The Scripps Research team collaborated with the lab of Gnana Gnanakaran, PhD, staff scientist at Los Alamos National Laboratory and the study’s other corresponding author. Los Alamos is equipped with high-performance computing resources that enabled fresh approaches for modeling the glycans.
The researchers combined cryo-EM with sophisticated computer modeling and a molecule-identifying technique called site-specific mass spectrometry. Cryo-EM relies on averaging tens or hundreds of thousands of individual snapshots to create a clear image, thus highly flexible molecules like glycans will appear only as a blur, if they show up at all.
But by integrating cryo-EM with the other technologies, the researchers were able to recover this lost glycan signal and use it to map sites of vulnerability on the surface of Env.
“This is the first time that cryo-EM has been used along with computational modeling to describe the viral shield structure in atomic detail,” noted Srirupa Chakraborty, PhD, co-lead author and postdoctoral researcher in the Gnanakaran lab at Los Alamos National Laboratory.
The new combined approach revealed the glycans’ structure and dynamic nature in extreme detail and helped the team better understand how these complex dynamics affect the features observed in the cryo-EM maps. From this wealth of information, the team observed that individual glycans do not just wiggle around randomly on the spike protein’s surface, as once was thought, but instead clump together in tufts and thickets.
“There are chunks of glycans that seem to move and interact together,” Berndsen explained. “In between these glycan microdomains is where antibodies apparently have the opportunity to bind.”

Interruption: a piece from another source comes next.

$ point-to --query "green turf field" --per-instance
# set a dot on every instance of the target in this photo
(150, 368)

Experimental HIV vaccines rely on modified, lab-made Env proteins to elicit antibody responses. In principle, these vaccines’ effectiveness depends in part on the positioning and extent of the shielding glycans on these lab-made viral proteins. Therefore, Berndsen and colleagues applied their method to map the glycans on a modified HIV Env protein, BG505 SOSIP.664, which is used in an HIV vaccine currently being evaluated in clinical trials.

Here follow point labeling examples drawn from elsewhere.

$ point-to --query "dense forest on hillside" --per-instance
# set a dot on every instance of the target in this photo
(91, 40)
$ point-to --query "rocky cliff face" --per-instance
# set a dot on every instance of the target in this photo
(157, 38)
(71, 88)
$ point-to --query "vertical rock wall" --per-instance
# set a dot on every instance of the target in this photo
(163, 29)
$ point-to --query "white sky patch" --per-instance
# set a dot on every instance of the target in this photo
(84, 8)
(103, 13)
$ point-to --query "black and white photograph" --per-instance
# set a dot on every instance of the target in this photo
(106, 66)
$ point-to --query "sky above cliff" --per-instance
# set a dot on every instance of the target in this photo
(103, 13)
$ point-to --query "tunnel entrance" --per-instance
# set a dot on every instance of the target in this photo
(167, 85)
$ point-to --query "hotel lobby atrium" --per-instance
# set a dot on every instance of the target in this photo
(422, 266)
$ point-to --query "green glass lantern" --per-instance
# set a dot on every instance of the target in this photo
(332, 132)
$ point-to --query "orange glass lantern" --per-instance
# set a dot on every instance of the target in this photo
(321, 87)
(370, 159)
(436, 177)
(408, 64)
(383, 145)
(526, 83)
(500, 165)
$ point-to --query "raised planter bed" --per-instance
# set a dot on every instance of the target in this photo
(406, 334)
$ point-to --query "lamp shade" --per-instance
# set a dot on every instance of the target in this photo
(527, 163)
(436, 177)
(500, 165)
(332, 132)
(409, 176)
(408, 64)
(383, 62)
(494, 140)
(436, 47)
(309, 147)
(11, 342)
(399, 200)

“We found spots on the surface of this protein that normally would be covered with glycans but weren’t—and that may explain why antibody responses to that site have been noted in vaccination trials,” Berndsen said.
That finding, and others in the study, showed that Env’s glycan shield can vary depending on what type of cell is being used to produce it. In HIV’s infections of humans, the virus uses human immune cells as factories to replicate its proteins. But viral proteins used to make vaccines normally are produced in other types of mammalian cells.
In another surprise discovery, the team observed that when they used enzymes to slowly remove glycans from HIV Env, the entire protein began to fall apart. Berndsen and colleagues suspect that Env’s glycan shield, which has been considered merely a defense against antibodies, may also have a role in managing Env’s shape and stability, keeping it poised for infection.
The team expects that their new glycan-mapping methods will be particularly useful in the design and development of vaccines—and not only for HIV. Many of the techniques can be applied directly to other glycan-shielded viruses such as influenza viruses and coronaviruses, and can be extended to certain cancers in which glycans play a key role, the researchers added.